It's possible now.
joe biden example (Idk how to embed videos lol)
examples on huggingface model page
Make sure these things are NOT in your voice input: (in no particular order)
- Noise (You can use a noise remover before)
- Music (There are also music remover tools) (Unless you want music in the background)
- A cut-off at the end (This will cause it to try and continue on the generation)
- Under 1 second of training data (i personally suggest around 10 seconds for good potential, but i've had great results with 5 seconds as well.)
What makes for good prompt audio? (in no particular order)
- Clearly spoken
- No weird background noises
- Only one speaker
- Audio which ends after a sentence ends
- Regular/common voice (They usually have more success, it's still capable of cloning complex voices, but not as good at it)
- Around 10 seconds of data
- Simply copy the files from this directory into your project.
- The hubert manager contains methods to download HuBERT and the custom Quantizer model.
- Loading the CustomHuBERT should be pretty straightforward
from hubert.pre_kmeans_hubert import CustomHubert
import torchaudio
# Load the HuBERT model,
# checkpoint_path should work fine with data/models/hubert/hubert.pt for the default config
hubert_model = CustomHubert(checkpoint_path='path/to/checkpoint')
# Run the model to extract semantic features from an audio file, where wav is your audio file
wav, sr = torchaudio.load('path/to/wav') # This is where you load your wav, with soundfile or torchaudio for example
if wav.shape[0] == 2: # Stereo to mono if needed
wav = wav.mean(0, keepdim=True)
semantic_vectors = hubert_model.forward(wav, input_sample_hz=sr)

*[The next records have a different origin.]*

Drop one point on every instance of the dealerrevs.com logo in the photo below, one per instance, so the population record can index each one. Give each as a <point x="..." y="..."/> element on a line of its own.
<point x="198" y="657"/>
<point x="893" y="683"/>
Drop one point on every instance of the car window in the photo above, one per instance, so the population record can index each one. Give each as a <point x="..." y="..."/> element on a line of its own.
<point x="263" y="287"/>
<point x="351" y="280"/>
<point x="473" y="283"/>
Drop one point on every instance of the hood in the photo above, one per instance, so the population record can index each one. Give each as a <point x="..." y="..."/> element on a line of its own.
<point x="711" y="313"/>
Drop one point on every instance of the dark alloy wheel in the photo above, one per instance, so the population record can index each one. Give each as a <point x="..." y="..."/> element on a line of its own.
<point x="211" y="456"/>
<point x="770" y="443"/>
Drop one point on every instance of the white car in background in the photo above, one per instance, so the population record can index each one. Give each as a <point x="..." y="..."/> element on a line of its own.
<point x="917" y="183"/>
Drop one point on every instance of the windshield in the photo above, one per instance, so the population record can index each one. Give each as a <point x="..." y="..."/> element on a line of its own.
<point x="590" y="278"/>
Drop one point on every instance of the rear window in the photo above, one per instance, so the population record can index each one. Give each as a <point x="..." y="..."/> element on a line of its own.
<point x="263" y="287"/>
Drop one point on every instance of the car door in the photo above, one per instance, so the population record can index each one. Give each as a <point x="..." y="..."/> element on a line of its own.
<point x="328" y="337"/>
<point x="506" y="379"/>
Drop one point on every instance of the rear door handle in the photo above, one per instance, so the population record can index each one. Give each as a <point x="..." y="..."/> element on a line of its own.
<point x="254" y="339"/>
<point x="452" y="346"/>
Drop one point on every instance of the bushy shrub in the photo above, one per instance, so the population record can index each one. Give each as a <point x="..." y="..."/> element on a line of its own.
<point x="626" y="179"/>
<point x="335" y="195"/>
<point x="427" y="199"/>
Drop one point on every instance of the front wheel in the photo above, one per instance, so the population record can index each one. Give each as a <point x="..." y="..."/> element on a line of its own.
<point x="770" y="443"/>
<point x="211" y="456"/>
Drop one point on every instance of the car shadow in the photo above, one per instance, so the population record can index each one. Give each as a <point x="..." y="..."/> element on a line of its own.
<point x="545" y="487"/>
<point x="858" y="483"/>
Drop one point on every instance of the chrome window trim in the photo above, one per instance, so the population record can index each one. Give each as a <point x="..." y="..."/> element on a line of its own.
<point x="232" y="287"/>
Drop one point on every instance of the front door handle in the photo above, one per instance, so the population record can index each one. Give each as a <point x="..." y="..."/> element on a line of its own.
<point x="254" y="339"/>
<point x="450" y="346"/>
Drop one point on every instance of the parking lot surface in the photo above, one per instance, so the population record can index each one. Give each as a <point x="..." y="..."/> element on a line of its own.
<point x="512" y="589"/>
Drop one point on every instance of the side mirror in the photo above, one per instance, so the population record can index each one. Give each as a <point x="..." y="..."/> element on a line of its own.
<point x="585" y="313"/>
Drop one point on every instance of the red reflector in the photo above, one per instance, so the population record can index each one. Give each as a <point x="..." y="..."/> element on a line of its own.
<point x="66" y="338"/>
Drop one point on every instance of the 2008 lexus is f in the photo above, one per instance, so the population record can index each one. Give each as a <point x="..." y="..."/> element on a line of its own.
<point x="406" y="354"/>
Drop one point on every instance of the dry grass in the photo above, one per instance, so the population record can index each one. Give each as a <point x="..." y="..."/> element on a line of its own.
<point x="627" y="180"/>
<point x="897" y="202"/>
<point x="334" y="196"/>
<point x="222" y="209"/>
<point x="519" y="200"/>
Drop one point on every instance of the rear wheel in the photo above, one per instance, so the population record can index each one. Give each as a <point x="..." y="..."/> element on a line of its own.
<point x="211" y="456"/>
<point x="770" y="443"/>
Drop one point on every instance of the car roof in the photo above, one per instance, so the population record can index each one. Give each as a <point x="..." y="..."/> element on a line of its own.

- Loading and running the custom kmeans
import torch
from hubert.customtokenizer import CustomTokenizer
# Load the CustomTokenizer model from a checkpoint
# With default config, you can use the pretrained model from huggingface
# With the default setup from HuBERTManager, this will be in data/models/hubert/tokenizer.pth
tokenizer = CustomTokenizer() # The current provided models use the default model params
tokenizer.load_state_dict(torch.load('data/models/hubert/tokenizer.pth'))
# Process the semantic vectors from the previous HuBERT run (This works in batches, so you can send the entire HuBERT output)
semantic_tokens = tokenizer.get_token(semantic_vectors)
# Congratulations! You now have semantic tokens which can be used inside of a speaker prompt file.
Simply run the training commands.
A simple way to create semantic data and wavs for training, is with my script: bark-data-gen. But remember that the creation of the wavs will take around the same time if not longer than the creation of the semantics. This can take a while to generate because of that.
For example, if you have a dataset with zips containing audio files, one zip for semantics, and one for the wav files. Inside of a folder called "Literature"
You should run process.py --path Literature --mode prepare
for extracting all the data to one directory
You should run process.py --path Literature --mode prepare2
for creating HuBERT semantic vectors, ready for training
You should run process.py --path Literature --mode train
for training
And when your model has trained enough, you can run process.py --path Literature --mode test
to test the latest model.
I am not responsible for audio generated using semantics created by this model. Just don't use it for illegal purposes.